A knowledge gap in the binding environment for heme exists in the present literature. A high-throughput framework employing UCSF Chimera was constructed to process diverse sets of hemoproteins and output information about their binding pockets: amino acid frequencies and distances from heme, volume, surface area, angles. Data was gathered and predicted from representative and varied datasets for heme-b, heme-c, verdoheme, and siroheme, and their respective hemoproteins. R was used to analyze all data.

The results of this study suggest that binding pockets for hemoproteins have some requirements for binding that may have been overlooked to date.
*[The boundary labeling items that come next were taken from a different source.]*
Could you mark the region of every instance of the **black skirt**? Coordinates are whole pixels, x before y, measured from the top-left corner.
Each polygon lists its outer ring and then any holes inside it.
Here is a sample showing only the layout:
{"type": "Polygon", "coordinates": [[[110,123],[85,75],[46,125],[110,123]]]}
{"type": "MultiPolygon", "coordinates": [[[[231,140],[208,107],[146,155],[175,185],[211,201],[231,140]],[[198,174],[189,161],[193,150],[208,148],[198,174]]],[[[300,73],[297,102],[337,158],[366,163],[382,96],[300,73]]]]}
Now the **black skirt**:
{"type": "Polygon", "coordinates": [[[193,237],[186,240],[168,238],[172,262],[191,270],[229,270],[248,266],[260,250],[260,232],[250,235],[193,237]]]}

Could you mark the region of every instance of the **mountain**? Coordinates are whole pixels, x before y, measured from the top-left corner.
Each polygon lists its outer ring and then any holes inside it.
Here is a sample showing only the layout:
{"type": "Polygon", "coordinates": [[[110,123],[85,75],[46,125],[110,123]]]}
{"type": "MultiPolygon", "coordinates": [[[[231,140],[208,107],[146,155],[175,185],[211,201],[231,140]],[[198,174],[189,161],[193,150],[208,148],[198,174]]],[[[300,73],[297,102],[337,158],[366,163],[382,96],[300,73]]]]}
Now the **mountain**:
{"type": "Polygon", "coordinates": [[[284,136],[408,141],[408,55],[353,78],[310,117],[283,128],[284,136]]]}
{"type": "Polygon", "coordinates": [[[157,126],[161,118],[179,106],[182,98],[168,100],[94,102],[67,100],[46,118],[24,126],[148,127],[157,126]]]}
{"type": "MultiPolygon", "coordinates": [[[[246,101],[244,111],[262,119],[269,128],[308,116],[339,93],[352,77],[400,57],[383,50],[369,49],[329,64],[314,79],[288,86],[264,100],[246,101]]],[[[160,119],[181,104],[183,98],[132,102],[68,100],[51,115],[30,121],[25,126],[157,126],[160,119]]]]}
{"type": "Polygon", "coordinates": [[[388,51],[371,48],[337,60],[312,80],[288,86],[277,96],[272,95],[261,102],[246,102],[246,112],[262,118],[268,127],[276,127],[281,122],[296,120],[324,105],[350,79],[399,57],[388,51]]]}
The data and their trends observed in this study demonstrate several phenomena.

First, the heme binding environments for heme-b, heme-c, and verdoheme contain high populations of nonpolar amino acids, suggesting nonpolar interactions may be of greater importance than previously thought to providing the necessary interactions to bind heme. The binding environment for siroheme, by contrast, is shown to be extremely enriched with polar amino acids, which is not very surprising; but this binding environment also still contains many nonpolar amino acids, reinforcing the idea that the polar interactions for all heme molecules, while necessary, may be insufficient for heme binding.
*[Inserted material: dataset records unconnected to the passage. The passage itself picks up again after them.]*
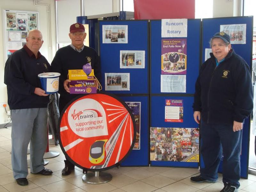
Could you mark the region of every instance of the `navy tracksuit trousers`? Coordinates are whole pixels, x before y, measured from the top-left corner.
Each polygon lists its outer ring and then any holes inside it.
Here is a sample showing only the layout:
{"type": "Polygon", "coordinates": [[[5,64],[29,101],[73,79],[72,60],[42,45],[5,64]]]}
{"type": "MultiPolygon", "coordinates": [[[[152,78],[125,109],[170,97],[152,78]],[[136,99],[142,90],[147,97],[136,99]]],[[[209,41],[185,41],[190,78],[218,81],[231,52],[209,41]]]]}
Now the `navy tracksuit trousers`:
{"type": "Polygon", "coordinates": [[[200,152],[204,165],[200,167],[201,176],[208,180],[217,180],[222,147],[223,182],[239,188],[242,131],[234,132],[233,125],[201,122],[200,152]]]}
Second, most of the volume data for the binding pockets of all heme molecules centers around a value of 1200 A³. Surface areas of heme-b and verdoheme binding pockets are similar, approximately 10000 A², the surface area for heme-c is less, approximately 7500 A², and for siroheme is approximately 21000 A². These values may be useful in the design of artifical metalloenzymes.

Additionally, the seeming conservation of the volume size but the variety in pocket surface areas demonstrates that while the heme molecules may be of similar size and, besides attached groups, similar structure, the attached groups will significantly affect what interactions occur in the binding pockets, and therefore the shape and exposure to solvent in the binding pockets. Siroheme is strongly polar and its binding pocket has a large surface area and is therefore highly solvent exposed, as compared to heme-b which has more nonpolar groups that must be buried and therefore requiring a smaller surface area.
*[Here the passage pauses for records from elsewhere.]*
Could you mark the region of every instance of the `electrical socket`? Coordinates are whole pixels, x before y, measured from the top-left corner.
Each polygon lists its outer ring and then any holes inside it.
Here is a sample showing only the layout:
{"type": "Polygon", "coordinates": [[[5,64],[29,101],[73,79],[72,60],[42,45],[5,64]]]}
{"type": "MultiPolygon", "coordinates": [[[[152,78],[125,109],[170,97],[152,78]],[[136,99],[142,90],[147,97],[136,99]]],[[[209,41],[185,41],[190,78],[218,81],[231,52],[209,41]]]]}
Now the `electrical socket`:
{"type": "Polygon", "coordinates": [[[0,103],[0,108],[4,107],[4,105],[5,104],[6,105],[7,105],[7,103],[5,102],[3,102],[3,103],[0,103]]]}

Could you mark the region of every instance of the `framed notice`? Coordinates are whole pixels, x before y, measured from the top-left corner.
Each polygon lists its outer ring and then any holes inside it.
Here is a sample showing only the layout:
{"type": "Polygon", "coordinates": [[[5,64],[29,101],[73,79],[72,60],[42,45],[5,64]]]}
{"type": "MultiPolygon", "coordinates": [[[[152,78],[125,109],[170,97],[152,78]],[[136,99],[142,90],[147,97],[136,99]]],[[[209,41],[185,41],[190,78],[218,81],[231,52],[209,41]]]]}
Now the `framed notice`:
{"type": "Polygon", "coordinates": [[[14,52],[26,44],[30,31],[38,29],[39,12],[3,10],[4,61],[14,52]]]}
Finally, angular data were generated; but the phenomena observed, such as some residues having tight ranges of angles in relation to heme or the heme iron, cannot be interpreted as useful results, except perhaps for some protein engineering efforts that may have interest in the range or distribution of possible angles for a specific residue.

These results may be useful for the rational design of hemoproteins, with the importance of nonpolar interactions in particular likely of great interest. The framework constructed for this study can be applied to any list of PDBs and their respective ligands, thereby facilitating similar research for other proteins.